This case takes place in Wisconsin and involves the loss of commissions due to an indirect purchase of a small independent broker. The plaintiff is a capital market investment firm that deals primarily with public school districts, offering public employee pensions and deferred services. They also provide teachers with access to mutual funds and earn a percentage in overrides or commissions. Since the plaintiff was not a broker-dealer they were required to work through another entity, paying them approximately 5% of gross dealer commissions. Another entity purchased this broker-dealer and displaced the plaintiff in receiving overrides. This entity was not a broker-dealer and was given a loan by the defendant of approximately $7 million. The defendant is one of the largest independent brokers and they offered loan forgiveness if the cash flow of the lendee hit a certain target. The plaintiff alleges that the defendant forced the plaintiff out of the prearranged deal and captured their override.

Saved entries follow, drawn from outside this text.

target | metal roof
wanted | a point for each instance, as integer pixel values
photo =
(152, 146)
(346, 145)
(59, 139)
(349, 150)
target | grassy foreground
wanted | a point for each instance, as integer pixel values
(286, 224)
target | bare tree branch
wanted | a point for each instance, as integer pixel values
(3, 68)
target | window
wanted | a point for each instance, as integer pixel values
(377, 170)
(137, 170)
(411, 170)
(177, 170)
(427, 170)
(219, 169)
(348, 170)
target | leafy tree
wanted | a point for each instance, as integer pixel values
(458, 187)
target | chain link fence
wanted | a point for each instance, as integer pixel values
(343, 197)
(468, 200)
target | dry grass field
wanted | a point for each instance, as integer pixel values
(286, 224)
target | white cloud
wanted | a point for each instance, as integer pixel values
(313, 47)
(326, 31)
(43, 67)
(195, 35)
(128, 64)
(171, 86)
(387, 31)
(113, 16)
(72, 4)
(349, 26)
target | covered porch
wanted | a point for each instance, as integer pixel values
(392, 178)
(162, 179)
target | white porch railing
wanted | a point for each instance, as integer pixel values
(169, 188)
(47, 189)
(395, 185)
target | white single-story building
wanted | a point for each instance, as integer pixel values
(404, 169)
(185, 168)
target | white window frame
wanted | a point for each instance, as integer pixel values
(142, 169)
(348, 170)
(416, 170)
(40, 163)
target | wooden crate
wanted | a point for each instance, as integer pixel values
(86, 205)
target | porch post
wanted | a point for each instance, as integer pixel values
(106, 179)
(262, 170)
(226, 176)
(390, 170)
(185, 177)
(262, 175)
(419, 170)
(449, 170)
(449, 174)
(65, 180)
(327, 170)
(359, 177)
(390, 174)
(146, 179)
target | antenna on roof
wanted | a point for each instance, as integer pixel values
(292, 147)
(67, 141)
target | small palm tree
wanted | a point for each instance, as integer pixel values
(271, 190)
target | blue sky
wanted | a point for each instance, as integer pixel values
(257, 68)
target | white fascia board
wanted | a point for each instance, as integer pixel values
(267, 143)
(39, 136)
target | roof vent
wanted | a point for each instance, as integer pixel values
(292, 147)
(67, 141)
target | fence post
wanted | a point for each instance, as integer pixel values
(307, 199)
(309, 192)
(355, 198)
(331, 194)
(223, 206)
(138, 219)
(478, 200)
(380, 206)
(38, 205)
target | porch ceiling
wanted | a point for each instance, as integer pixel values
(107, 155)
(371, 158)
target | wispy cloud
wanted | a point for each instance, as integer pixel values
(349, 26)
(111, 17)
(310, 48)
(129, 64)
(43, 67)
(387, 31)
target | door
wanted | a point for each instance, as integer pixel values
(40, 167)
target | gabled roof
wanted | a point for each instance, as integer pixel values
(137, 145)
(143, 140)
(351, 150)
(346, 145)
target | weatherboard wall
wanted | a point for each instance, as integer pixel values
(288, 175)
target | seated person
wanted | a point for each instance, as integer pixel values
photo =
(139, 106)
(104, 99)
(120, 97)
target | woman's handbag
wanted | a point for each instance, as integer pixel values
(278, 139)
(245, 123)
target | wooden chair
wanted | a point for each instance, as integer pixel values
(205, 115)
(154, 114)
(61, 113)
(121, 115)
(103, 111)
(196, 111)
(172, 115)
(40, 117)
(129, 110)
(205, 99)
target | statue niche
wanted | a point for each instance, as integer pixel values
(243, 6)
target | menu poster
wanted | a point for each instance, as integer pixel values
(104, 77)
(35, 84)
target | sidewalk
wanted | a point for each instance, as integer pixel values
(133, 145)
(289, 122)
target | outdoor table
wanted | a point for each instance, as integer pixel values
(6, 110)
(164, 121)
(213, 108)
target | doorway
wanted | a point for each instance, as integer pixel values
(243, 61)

Question(s) For Expert Witness
- 1. Can you explain the structure of a broker dealer's relationship to registered representatives and the value of commissions and overrides to the broker?
- 2. What is standard procedure when switching broker-dealers under FINRA?
- 3. Can you explain the reasoning behind a large independent brokerage firm willing to lend $7 million which is forgivable?
Expert Witness Response
The broker-dealer license and its obligations are specific to the entity. Change of ownership does not impact the broker-dealer’s obligations. The broker-dealer, by regulations, can only pay registered staff and entities. However, its contractual obligations fall under common law and the law of contracts with the exception that any provision that violates the SEC Act of 1934 will be deemed unenforceable. Under Rule 1014, any ownership change must be approved by FINRA. Any change in the firm’s membership agreement must comply with FINRA Rule 1017. It is not an uncommon event for a brokerage firm to lend a large forgivable amount, and the reasoning depends upon the treatment of the loan for regulatory capital purpose. Based upon the time of the loan, the rules have changed to make any loan deemed to be forgiven to be treated as a capital infusion, which will trigger the provisions of Rule 1014.